Tetra Pak launches Plant Secure aiming to enhance “smart manufacturing”
11 Oct 2018 --- Tetra Pak has launched Tetra Pak Plant Secure at its Inside Tetra Pak event held yesterday at the company’s headquarters in Lund, Sweden. PackagingInsights was at the event covering the launch. Tetra Pak Plant Secure is a plant management service that aims to deliver profitability improvements for its customers. Leveraging Tetra Pak’s investments in Industry 4.0 technologies, the service uses data-driven analytics and Tetra Pak’s industry expertise to identify and deliver improvements across a customer’s entire value chain.
Pilot projects have been carried out in the Americas and Europe, delivering results that are above customer expectations. For example, an Americas-based dairy producer reduced operational costs by more than 10 percent in the first year of implementation, and the project continues to deliver further savings.
Speaking at the launch, Johan Nilsson, Vice President Tetra Pak Services explained, “Food and beverage manufacturing is about controlling quality on output. Often it is done with random checks but this is very costly, and things can be easily missed.”
“By being more systematic in this and doing process control - through leveraging digital technologies - it will bring a more effective and efficient quality management process. Doing the right things in the right way, so you are not spending too much on achieving too little. This will bring safer food more cost-effectively,” he adds.
The new service starts with a detailed audit of all the equipment and systems across the customer’s value chain.
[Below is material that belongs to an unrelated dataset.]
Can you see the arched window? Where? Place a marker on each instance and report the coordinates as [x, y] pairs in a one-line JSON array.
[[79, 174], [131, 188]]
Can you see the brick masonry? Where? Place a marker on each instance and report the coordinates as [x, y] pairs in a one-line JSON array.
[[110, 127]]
This analysis, combined with Tetra Pak’s knowledge of the industry and benchmark data on food manufacturing, enables its specialists to identify opportunities and implement improvements across the customer’s entire operation. All Tetra Pak Plant Secure contracts come with targets around operational expenditure reduction and capital expenditure optimization.
“Our investment in Industry 4.0 technologies such as artificial intelligence, automation, and data velocity has enabled us to support our customers in the digital era better. Tetra Pak Plant Secure is a great example of how we use new technology to broaden our perspective and deliver bottom-line benefits for our customers,” says Dennis Jönsson, President and CEO of Tetra Pak Group.
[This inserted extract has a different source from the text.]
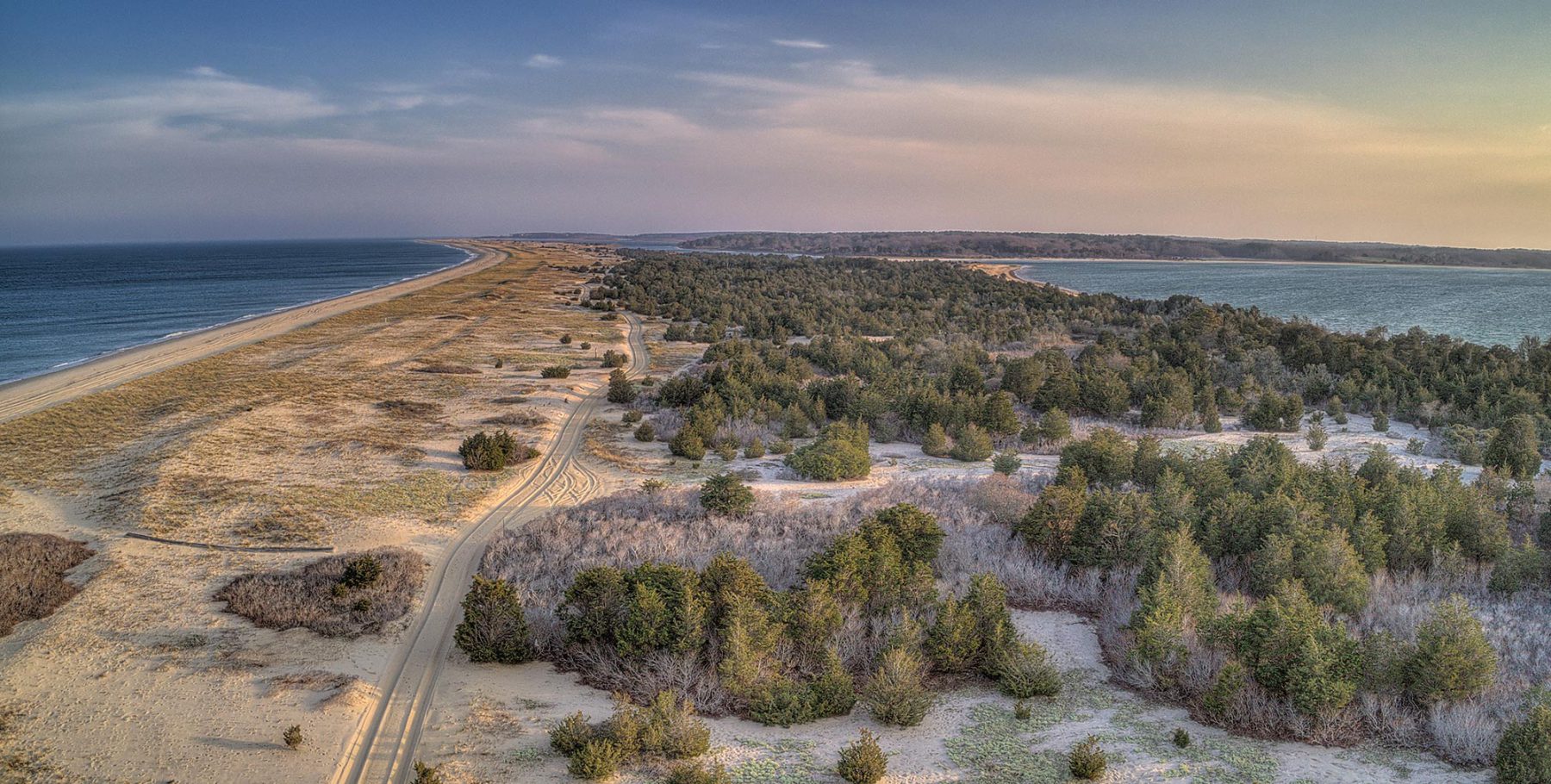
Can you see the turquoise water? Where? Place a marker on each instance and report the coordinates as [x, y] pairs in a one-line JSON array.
[[65, 304], [1480, 306]]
Tetra Pak Plant Secure is being rolled out to food and beverage companies around the world, and its technology is compatible with machines from all manufacturers.
Speaking at the launch, Henrik Nilsson, Business Development Manager Food Safety and Quality Services at Tetra Pak explained how the system could benefits manufacturers.
“Retailers are putting higher demands on customers at the moment. If there is one bad product in a truck full, it may be sent back. Social media also means brands can be made or broken through posts. There is a lot to lose, and companies need to be adapting their processes.”
“New technologies can help us help the customer make better conclusions and preventative actions. Industry 4.0 helps us do this in a perfect way,” he explains.
“Traceability is when our customers have control of the raw materials from the supplier to the end consumer. If there is a problem, they would know exactly which pellet to recall, instead of calling back the whole batch.”
What is “Industry 4.0”?
Industry 4.0 is about “smart manufacturing”: fully-integrated collaborative systems that respond in real time to meet changing demands and conditions in the factory. It is where automation combines with IT networks and systems – enriched through live and constantly available data and analytics – to drive operations more efficiently.
At the Inside Tetra Pak event, the speakers made it clear that the Food and Beverage industry is ready for industry 4.0.
The market is seeing increasing amounts of price pressures, due to issues such as e-commerce players extending into the groceries market, discount brand such as LIDL becoming popular and retailers launching private label to compete with these issues, they explained.
However, the issue was during the event as to whether the utilization of Industry 4.0 may lead to the reduction in manual jobs for people. In response, Nilsson explained that “it is not the purpose, but it may be a future consequence. Certain types of jobs or activities or tasks in the process may change. The ‘lights out factory’ is not in the near future nor realistic, but a reduction in certain monotone jobs may be realistic. This happened 25 years ago with the introduction of robots. Looking at the automation industry, does a car company have fewer employees now than it did then? No it does not – but many jobs have changed in nature. Education will become increasingly important.”
Industry 4.0 comes as the fourth leap for the industry. The first is the industrial revolution; the second is electricity, the third is computer power in the production process and the fourth is the digitalization of manufacturing to respond to change and enhance productivity.
It is time for the industry to catch up with the changing world, they stated.